Las aceras de nuestro país son una línea quebrada. Estamos tan acostumbrados a esta realidad, que nos parece normal caminar por el borde de la calle como si fuera por una escalera horizontal a la que, de cuando en vez, falta algún peldaño.
No me había percatado de esta característica del espacio urbano dominicano sino hasta detenerme en un fragmento de la novela La fiesta del chivo, de Mario Vargas Llosa. La protagonista si mal no recuerdo la caminante era ella se desplazaba por las calles de Santo Domingo luego de muchos años de ausencia, mientras notaba la mezcla de los ruidos y los olores que asaltan, realmente, de manera continua a los transeúntes; mientras oía y olía, iba atenta porque en cualquier momento la acera cambiaba su estructura, lo que le podía causar una caída.
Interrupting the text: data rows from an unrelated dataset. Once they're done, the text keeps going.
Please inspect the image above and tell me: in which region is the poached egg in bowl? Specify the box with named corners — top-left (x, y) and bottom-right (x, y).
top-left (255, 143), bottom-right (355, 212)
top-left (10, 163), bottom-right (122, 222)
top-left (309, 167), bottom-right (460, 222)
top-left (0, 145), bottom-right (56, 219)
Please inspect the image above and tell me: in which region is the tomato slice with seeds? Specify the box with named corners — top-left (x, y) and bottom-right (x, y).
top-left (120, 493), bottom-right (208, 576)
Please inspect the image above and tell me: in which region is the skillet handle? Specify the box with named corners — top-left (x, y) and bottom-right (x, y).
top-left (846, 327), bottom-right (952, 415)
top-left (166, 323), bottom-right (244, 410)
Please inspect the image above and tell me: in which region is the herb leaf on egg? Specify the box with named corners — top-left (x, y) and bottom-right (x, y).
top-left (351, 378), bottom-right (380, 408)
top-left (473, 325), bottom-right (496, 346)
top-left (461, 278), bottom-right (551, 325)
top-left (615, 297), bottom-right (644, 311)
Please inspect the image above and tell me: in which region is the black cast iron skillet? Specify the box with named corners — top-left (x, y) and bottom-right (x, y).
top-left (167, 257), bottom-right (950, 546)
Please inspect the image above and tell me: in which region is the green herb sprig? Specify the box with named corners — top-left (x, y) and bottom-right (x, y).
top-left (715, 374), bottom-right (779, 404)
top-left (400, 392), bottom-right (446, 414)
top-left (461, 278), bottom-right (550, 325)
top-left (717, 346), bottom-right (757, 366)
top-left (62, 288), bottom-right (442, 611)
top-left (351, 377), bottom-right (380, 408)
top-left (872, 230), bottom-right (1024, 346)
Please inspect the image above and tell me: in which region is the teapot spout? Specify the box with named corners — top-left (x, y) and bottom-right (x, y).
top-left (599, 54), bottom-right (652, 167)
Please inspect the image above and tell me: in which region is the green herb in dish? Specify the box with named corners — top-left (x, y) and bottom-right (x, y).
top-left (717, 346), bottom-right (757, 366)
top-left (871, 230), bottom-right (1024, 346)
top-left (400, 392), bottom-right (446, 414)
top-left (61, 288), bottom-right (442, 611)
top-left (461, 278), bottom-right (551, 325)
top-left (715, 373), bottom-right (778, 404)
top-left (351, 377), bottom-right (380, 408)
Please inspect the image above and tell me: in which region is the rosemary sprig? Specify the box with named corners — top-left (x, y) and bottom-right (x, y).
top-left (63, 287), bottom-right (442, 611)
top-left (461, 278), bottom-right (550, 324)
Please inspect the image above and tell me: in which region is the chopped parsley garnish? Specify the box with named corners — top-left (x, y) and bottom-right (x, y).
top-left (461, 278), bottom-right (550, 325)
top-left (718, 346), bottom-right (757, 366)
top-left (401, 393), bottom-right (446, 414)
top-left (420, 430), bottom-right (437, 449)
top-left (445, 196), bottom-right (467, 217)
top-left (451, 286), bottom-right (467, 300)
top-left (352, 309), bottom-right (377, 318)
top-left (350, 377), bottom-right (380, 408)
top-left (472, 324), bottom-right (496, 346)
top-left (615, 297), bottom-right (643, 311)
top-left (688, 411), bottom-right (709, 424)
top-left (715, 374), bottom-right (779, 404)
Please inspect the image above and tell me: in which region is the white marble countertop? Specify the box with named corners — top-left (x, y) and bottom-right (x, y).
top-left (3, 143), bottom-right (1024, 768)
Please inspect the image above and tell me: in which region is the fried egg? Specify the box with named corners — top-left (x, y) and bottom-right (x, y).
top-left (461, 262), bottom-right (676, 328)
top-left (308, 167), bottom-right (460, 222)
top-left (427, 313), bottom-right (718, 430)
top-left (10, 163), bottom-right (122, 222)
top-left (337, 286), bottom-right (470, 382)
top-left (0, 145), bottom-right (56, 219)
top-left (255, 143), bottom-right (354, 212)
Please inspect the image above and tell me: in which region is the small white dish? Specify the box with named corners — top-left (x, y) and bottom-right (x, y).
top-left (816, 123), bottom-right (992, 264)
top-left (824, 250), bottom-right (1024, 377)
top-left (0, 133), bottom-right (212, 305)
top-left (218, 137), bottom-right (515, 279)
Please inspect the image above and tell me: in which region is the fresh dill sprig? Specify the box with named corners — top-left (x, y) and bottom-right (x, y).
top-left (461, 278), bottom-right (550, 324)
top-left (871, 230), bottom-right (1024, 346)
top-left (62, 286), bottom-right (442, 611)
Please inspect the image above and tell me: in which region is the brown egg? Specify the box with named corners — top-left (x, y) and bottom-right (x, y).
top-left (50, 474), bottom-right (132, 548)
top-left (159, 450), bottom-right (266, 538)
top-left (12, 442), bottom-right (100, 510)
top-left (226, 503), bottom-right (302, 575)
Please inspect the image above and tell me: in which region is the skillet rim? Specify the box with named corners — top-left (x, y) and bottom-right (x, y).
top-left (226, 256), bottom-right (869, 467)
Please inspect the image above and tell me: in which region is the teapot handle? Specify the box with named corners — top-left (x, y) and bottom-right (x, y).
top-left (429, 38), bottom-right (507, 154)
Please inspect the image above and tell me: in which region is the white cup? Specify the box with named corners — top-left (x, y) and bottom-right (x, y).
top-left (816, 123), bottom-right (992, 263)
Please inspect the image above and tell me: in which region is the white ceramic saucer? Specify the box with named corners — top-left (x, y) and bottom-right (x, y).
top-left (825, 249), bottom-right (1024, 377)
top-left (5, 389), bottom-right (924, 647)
En efecto nuestras aceras están deformadas de esa manera. Son diversos las motivaciones que provocan esta discontinuidad en la calzada. Veamos algunas. La del padre de familia que, para sustentar su derecho de dar de comer a los hijos, se roba una tapa de metálica del sistema cloacal, deja un hoyo que puede engullir por completo a cualquier cristiano de a pie.
La del vecino que decide conectarse a su manera a la cloaca, parte el cemento de la acera para meter un tubo y deja una cicatriz de tierra, irregular, perpendicular al camino. La del constructor que decide, según su criterio del ornato, destruir el pedazo de calzada de su frente para reconstruirla a su manera, a veces utilizando materiales como hormigón estampado o mosaicos de cerámica que hacen peligrosa la travesía pedestre. La del sujeto que la desnivela para construir una entrada de vehículo hacia la marquesina. La del barbarazo que decide apropiarse formalmente de su parte, delimitándola con pilotillos y cadenas.
Recientemente conversaba con mi amigo Joel Martínez, arquitecto con amplia experiencia en planeamiento urbano, quien me confirmaba que las aceras son parte del espacio público, no personal, y que están a cargo de los ayuntamientos. Joel me recordaba cómo la gente también se apropia de estos lugares de las formas más pintorescas. Así es. Sobre todo en los barrios, la acera se convierte en una extensión de la mejora.
Hay quienes les construyen jardineras, colocan piscinas de agua o instalan mesas de dominó; en el caso de los comerciantes, fijan jaulas de hierro con botellones de agua o realizan exhibiciones de muebles o motocicletas.
En todos estos casos, el peatón ve dificultada su libertad de tránsito, al tener que bajarse a la calle en medio de los automóviles para seguir su trayecto. Quienes transforman o invaden este espacio público, le pasan el rolo al derecho de los demás y, con su acción, a menudo demuestran un menosprecio al prójimo pedestre. Para colmo, ningún transgresor de aceras se hace responsable en caso de que un peatón se accidente por causa de la obstrucción que aquel ha provocado en el camino.
Probablemente esta actitud de apropiación personal del espacio de todos tuvo su origen hace unas dos o tres décadas, con la presión definitiva de la inmigración del campo a la ciudad y la consecuente necesidad de construcción de nuevas edificaciones, movimiento que coincide con un desgaste de las instituciones públicas que deben regular el entorno urbano.
En este esquema en que cada quien construye en buena medida según sus normas, para adentro, para arriba y para abajo, las aceras, que son de todos y, al parecer, de nadie, han sido víctimas de la invasión desconsiderada.
Nosotros que nos las pasamos copiando de los otros países y que nos la damos tanto de ser ciudadanos globales, deberíamos tener en cuanta que esa costumbre bizarra de obstruir y colonizar las aceras no son universales. En ciudades como Nueva York o Madrid el espacio público se respeta con un sentido de respeto y equidad. En aquellas ciudades, por el contrario, los vecinos o dueños de edificaciones están obligados a garantizar la fluidez del transeúntes por esos lugares, manteniéndolos libres de obstrucciones que dificulten el tránsito del peatón. En algún momento debemos empezar a deconstruir esa tendencia a apropiarnos del espacio que no nos pertenece sino en tanto nos pertenece en sociedad con los demás.